Ia berdiri dengan susah payah, dan melihat ke sekeliling. Ruangan itu kini kosong. Tidak ada meja batu, tidak ada buku, tidak ada bayangan pria bertopeng. Semua yang ada hanyalah keheningan dan cahaya yang menenangkan.
Sesuatu di dalam dirinya terasa berbeda. Rasa takut yang dulu menguasai dirinya kini telah hilang, tergantikan oleh rasa lega yang mendalam. Ia tahu bahwa siklus itu akhirnya berakhir.

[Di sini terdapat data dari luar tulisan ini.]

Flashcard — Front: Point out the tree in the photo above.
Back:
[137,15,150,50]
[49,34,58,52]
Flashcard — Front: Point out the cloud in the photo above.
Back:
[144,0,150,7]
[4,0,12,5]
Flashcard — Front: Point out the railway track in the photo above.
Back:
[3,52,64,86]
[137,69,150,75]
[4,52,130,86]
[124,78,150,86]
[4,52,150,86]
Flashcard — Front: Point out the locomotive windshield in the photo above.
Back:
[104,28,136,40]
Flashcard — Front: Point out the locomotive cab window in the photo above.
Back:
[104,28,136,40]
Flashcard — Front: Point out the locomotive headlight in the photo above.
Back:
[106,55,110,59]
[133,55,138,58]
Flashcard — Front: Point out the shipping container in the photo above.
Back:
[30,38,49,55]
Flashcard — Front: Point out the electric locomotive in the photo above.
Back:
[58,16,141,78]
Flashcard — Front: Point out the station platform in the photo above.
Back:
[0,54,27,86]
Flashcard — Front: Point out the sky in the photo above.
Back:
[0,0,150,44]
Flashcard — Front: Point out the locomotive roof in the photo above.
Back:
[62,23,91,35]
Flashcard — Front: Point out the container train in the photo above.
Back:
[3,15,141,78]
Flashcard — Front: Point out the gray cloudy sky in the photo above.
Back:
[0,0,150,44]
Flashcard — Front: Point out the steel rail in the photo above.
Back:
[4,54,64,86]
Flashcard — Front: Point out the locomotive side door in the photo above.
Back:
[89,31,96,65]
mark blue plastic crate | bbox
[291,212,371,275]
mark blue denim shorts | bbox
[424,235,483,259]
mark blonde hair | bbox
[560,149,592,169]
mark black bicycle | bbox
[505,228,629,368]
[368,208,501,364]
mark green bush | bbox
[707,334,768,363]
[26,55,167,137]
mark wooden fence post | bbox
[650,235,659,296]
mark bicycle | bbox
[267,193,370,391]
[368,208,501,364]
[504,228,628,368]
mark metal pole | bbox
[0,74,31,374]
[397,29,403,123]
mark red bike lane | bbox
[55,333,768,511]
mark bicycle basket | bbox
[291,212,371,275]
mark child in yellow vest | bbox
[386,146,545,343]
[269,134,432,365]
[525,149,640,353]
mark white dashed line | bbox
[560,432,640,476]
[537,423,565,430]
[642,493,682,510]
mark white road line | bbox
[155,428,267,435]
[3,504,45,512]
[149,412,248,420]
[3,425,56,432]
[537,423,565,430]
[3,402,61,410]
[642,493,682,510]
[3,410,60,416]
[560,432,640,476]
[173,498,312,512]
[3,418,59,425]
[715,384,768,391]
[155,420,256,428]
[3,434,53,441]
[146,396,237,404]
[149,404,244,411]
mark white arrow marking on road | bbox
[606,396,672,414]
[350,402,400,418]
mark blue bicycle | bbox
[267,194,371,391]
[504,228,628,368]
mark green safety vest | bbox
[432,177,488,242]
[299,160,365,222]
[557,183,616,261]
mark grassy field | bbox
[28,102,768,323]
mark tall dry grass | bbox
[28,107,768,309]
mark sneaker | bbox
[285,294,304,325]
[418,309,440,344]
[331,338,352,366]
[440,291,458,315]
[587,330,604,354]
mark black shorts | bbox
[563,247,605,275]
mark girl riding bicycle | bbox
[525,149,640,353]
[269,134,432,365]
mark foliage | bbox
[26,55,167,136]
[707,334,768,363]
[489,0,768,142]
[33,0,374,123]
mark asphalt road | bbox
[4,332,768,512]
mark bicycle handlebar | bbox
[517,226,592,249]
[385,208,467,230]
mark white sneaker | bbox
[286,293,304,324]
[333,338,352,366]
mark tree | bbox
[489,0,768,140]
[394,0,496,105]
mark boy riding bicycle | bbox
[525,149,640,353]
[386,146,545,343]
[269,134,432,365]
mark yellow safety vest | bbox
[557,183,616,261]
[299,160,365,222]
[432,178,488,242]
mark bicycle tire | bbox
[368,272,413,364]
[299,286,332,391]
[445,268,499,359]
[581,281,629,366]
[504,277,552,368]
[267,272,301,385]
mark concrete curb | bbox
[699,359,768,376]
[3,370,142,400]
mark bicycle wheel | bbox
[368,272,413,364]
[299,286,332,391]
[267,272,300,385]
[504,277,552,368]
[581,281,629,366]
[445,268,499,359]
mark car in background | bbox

Namun, meskipun dunia di sekitarnya tampak normal, Isabella merasakan ada sesuatu yang berubah dalam dirinya. Kegelapan itu telah hilang, tapi apakah benar-benar selamanya? Ataukah hanya menunggu untuk kembali suatu saat nanti?
Ia berjalan keluar dari ruangan itu, melangkah menuju jalan yang tampak lebih cerah dari sebelumnya. Tetapi di dalam hatinya, ada satu pemikiran yang terus mengganggu: meskipun ia telah mengakhiri satu babak, mungkin, perjalanan ini belum sepenuhnya selesai.
Isabella tahu, selama ada kegelapan di dunia ini, akan selalu ada pertarungan yang harus dihadapi. Namun untuk saat ini, ia merasa bahwa ia telah mengalahkan musuh terbesarnya—takdir yang telah lama memburu dirinya dan teman-temannya.
Langit di atasnya cerah, matahari bersinar hangat di wajahnya. Ada harapan baru yang terbit di dalam dirinya. Tetapi Isabella juga sadar, dunia ini tidak pernah benar-benar bebas dari bahaya.
Dan dengan langkah tegap, ia melanjutkan perjalanannya—mencari kedamaian yang tak pernah ia rasakan sebelumnya. Tapi kali ini, ia siap menghadapi apapun yang datang.